Performance Benchmarks
Measure and understand the performance characteristics of the filter rule compilers, including parallel chunking speedups and cross-language comparisons.
Overview
The repository includes comprehensive benchmarking tools to help understand performance across different compilers and optimize compilation workflows. All compilers (TypeScript, .NET, Python, Rust) support parallel chunking for improved performance with large filter lists.
Benchmarking Tools
🚀 Quick Synthetic Benchmark
File: benchmarks/quick_benchmark.py
Fast simulation showing expected speedups without requiring full compilation setup. Demonstrates:
- How rules are split into chunks
- Simulated parallel processing time
- Expected speedup ratios
📊 Full Benchmark Suite
Files: benchmarks/run_benchmarks.py, generate_synthetic_data.py
Complete benchmarking across all compilers with real compilation. Compares sequential vs chunked/parallel performance using synthetic test data.
Running Benchmarks
Quick Synthetic Benchmark
Run a quick simulation to see expected speedups:
cd benchmarks
# Run comparison suite (recommended)
python quick_benchmark.py --suite
# Run parallel scaling test
python quick_benchmark.py --scaling
# Custom benchmark
python quick_benchmark.py --rules 500000 --parallel 8
# Interactive mode
python quick_benchmark.py --interactive
Full Benchmark with Real Compilation
Generate synthetic test data and run actual compilation benchmarks:
cd benchmarks
# Generate test data (small, medium, large, xlarge filter lists)
python generate_synthetic_data.py --all
# Run benchmarks across all compilers
python run_benchmarks.py
# Run specific compiler only
python run_benchmarks.py --compiler python --iterations 5
# Run specific size only
python run_benchmarks.py --size large
Expected Performance
Performance varies by hardware, I/O speed, and network latency, but here are typical results from synthetic benchmarks:
| Rule Count | Sequential | 4 Workers | 8 Workers | Speedup (8w) |
|---|---|---|---|---|
| 10,000 | ~150ms | ~60ms | ~40ms | 3.75x |
| 50,000 | ~600ms | ~200ms | ~120ms | 5.0x |
| 200,000 | ~2.5s | ~800ms | ~400ms | 6.25x |
| 500,000 | ~6s | ~1.8s | ~900ms | 6.67x |
Parallel Scaling
Speedup scales with CPU cores but with diminishing returns due to overhead, merge time, and I/O contention:
| Workers | Theoretical Max | Typical Efficiency |
|---|---|---|
| 2 | 2.0x | 90-100% |
| 4 | 4.0x | 85-95% |
| 8 | 8.0x | 75-90% |
| 16 | 16.0x | 60-80% |
Efficiency decreases due to process startup overhead, merge/deduplication time, memory bandwidth limits, and I/O contention.
When to Use Chunking
Parallel chunking provides the most benefit for large filter lists with multiple sources:
✅ Enable Chunking
- 6+ filter sources
- Large combined filter lists (100K+ rules)

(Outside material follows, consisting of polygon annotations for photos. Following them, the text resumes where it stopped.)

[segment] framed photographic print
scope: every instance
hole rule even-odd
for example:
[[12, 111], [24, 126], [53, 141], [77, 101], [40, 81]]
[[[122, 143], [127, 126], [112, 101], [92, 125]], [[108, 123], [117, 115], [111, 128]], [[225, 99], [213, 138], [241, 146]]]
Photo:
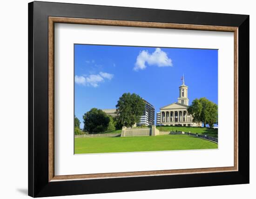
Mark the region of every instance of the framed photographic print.
[[35, 1], [28, 24], [29, 195], [249, 183], [248, 15]]

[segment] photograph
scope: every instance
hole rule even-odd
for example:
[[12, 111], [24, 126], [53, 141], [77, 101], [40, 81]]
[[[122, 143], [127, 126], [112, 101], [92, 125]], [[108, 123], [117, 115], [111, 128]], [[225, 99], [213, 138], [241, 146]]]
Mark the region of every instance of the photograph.
[[218, 49], [74, 48], [74, 154], [218, 149]]

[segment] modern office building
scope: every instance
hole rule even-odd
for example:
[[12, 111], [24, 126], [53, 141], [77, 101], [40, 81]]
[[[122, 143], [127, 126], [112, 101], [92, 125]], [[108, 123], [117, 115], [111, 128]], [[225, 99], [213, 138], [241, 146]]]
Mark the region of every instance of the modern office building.
[[153, 106], [143, 99], [145, 108], [143, 115], [141, 117], [141, 121], [137, 124], [137, 126], [155, 125], [155, 108]]
[[116, 117], [116, 109], [115, 108], [111, 109], [102, 109], [102, 111], [106, 113], [107, 115], [111, 115], [114, 118]]

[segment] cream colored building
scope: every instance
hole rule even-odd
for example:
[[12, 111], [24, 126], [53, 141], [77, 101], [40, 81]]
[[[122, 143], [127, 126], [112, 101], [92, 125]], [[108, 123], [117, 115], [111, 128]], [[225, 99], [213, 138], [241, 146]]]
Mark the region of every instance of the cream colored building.
[[160, 108], [156, 114], [156, 125], [186, 126], [202, 126], [202, 123], [192, 122], [193, 117], [188, 112], [189, 100], [188, 98], [189, 87], [184, 84], [184, 76], [182, 84], [179, 87], [179, 96], [178, 102], [175, 102]]

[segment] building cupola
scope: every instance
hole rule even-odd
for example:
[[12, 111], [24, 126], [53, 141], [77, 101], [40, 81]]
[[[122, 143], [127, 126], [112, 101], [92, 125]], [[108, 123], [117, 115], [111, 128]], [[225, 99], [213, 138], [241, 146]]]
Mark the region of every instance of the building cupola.
[[188, 89], [189, 86], [185, 85], [184, 74], [182, 77], [182, 84], [179, 86], [179, 97], [178, 98], [178, 103], [189, 106], [189, 100], [188, 98]]

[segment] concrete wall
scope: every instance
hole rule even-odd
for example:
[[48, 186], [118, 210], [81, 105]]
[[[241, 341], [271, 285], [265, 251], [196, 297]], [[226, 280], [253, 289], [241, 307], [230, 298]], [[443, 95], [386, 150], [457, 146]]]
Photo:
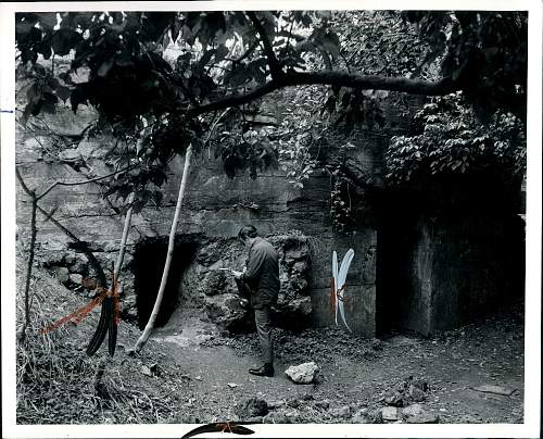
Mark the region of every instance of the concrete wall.
[[380, 329], [430, 335], [522, 300], [520, 186], [478, 177], [457, 180], [453, 191], [399, 198], [402, 215], [389, 215], [379, 229]]
[[[48, 122], [55, 129], [70, 129], [71, 134], [77, 134], [93, 116], [87, 110], [74, 117], [65, 108], [60, 115], [49, 117]], [[37, 188], [38, 192], [56, 180], [76, 181], [113, 171], [113, 162], [104, 160], [114, 145], [113, 139], [106, 136], [83, 140], [72, 148], [60, 146], [45, 136], [36, 140], [23, 131], [17, 131], [16, 140], [17, 166], [26, 184]], [[359, 161], [364, 172], [379, 179], [377, 152], [380, 150], [375, 148], [371, 135], [361, 134], [357, 146], [354, 159]], [[56, 148], [62, 151], [60, 163], [50, 160], [48, 154]], [[134, 216], [123, 277], [123, 305], [127, 316], [134, 317], [136, 309], [134, 273], [130, 272], [134, 248], [147, 238], [168, 235], [182, 166], [182, 158], [172, 163], [168, 180], [163, 187], [165, 205], [146, 208]], [[111, 209], [102, 193], [103, 188], [99, 184], [59, 186], [42, 199], [41, 204], [48, 211], [55, 209], [54, 217], [80, 240], [88, 242], [99, 261], [109, 268], [116, 258], [124, 217]], [[333, 324], [329, 309], [331, 253], [336, 250], [342, 258], [349, 248], [353, 248], [355, 258], [348, 277], [346, 317], [356, 334], [372, 337], [376, 229], [366, 220], [354, 228], [352, 235], [337, 234], [330, 222], [329, 198], [330, 179], [326, 174], [314, 175], [303, 189], [295, 189], [289, 184], [281, 171], [266, 172], [255, 180], [247, 175], [229, 179], [222, 170], [222, 163], [204, 153], [194, 158], [192, 164], [178, 233], [226, 238], [236, 236], [240, 226], [248, 223], [253, 224], [263, 236], [300, 230], [307, 236], [312, 251], [310, 288], [313, 322], [317, 326]], [[17, 188], [16, 214], [22, 242], [27, 242], [30, 202], [21, 188]], [[62, 264], [66, 254], [85, 260], [83, 253], [74, 254], [68, 250], [70, 238], [51, 222], [40, 221], [38, 226], [38, 254], [42, 261], [49, 261], [49, 265]]]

- Multi-core systems (4+ cores)
- Build/CI pipelines
❌ Disable Chunking
- 1-5 filter sources
- Small filter lists (<50K rules)
- Memory-constrained systems
- Network-bound scenarios (slow downloads)
Example Output
Here's what you might see from the quick benchmark suite:
CHUNKING PERFORMANCE COMPARISON SUITE ====================================================================== CPU cores available: 8 Max parallel workers: 8 Size Sequential Parallel Speedup Efficiency ---------------------------------------------------------------------- 10K rules 150 ms 70 ms 2.14x 27% 50K rules 570 ms 130 ms 4.38x 55% 200K rules 2,350 ms 350 ms 6.71x 84% 500K rules 5,400 ms 800 ms 6.75x 84% ---------------------------------------------------------------------- Average speedup: 5.00x Maximum speedup: 6.75x
Learn More
Chunking Guide
Complete documentation on parallel chunking including configuration, API reference, and best practices.
Compiler Comparison
Compare the different compiler implementations and choose the best one based on specific needs.
View Benchmark Code
Explore the benchmark scripts on GitHub to understand the implementation details.
💡 Tip
Run benchmarks on actual hardware to get accurate performance data for specific use cases. Results vary based on CPU cores, memory, I/O speed, and network latency.